Another wonderful response I received from the film was from 2 separate people with cystic fibrosis who saw the film and were so moved by it. They both stated that they started to take better care of themselves and be more compliant with their medical regimen because of the film. To know that our story motivated our comrades to fight this challenging disease was truly gratifying.

MS: For me, it was very powerful to show the film in Tokyo at the Tokyo International Film Festival and have it so well received by Japanese audiences. At one of the Tokyo festival screenings, 3 people from the Japan section of the film were also in the audience – Mrs. Nakazawa, a mother/advocate who lost her baby while trying to go to the USA for him to receive a transplant; Mr.
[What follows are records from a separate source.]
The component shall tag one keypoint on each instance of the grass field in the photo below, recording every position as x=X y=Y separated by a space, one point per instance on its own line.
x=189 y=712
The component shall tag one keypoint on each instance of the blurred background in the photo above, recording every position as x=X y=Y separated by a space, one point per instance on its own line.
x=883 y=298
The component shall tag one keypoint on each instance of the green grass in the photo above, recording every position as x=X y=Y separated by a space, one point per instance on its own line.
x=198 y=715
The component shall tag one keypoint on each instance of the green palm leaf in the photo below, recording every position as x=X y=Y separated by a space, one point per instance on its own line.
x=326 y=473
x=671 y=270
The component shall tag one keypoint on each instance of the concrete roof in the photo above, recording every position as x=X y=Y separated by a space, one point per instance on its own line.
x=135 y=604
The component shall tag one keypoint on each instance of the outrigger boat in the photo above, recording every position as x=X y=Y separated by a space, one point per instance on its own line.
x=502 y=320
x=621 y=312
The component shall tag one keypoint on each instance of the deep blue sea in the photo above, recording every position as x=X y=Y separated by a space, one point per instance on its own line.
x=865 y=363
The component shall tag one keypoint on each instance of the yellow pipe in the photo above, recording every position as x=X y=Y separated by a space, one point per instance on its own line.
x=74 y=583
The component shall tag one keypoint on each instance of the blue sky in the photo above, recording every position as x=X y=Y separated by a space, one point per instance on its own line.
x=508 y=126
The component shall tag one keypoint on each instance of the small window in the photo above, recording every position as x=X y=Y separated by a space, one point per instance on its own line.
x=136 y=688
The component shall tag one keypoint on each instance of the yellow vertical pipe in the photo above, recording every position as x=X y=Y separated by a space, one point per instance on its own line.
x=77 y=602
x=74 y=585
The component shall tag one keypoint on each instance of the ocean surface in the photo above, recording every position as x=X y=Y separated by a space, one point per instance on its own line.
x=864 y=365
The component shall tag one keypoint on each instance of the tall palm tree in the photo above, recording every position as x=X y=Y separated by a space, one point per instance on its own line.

Tanaka, a donor father who lost his daughter and said yes to donation; and Taro Kono, a Japanese politician who led the charge to change the transplant law in Japan.

Having all three of them there was very powerful for me, and the fact that they all loved the movie and cheered for its success was the strongest validation I could ever ask for. It was so important for me to make a film that the Japanese could receive well, and in the case of these three people — who opted in to be interviewed and share their stories – delivering on their trust was paramount for me. That night in Tokyo, it all came together beautifully in every way.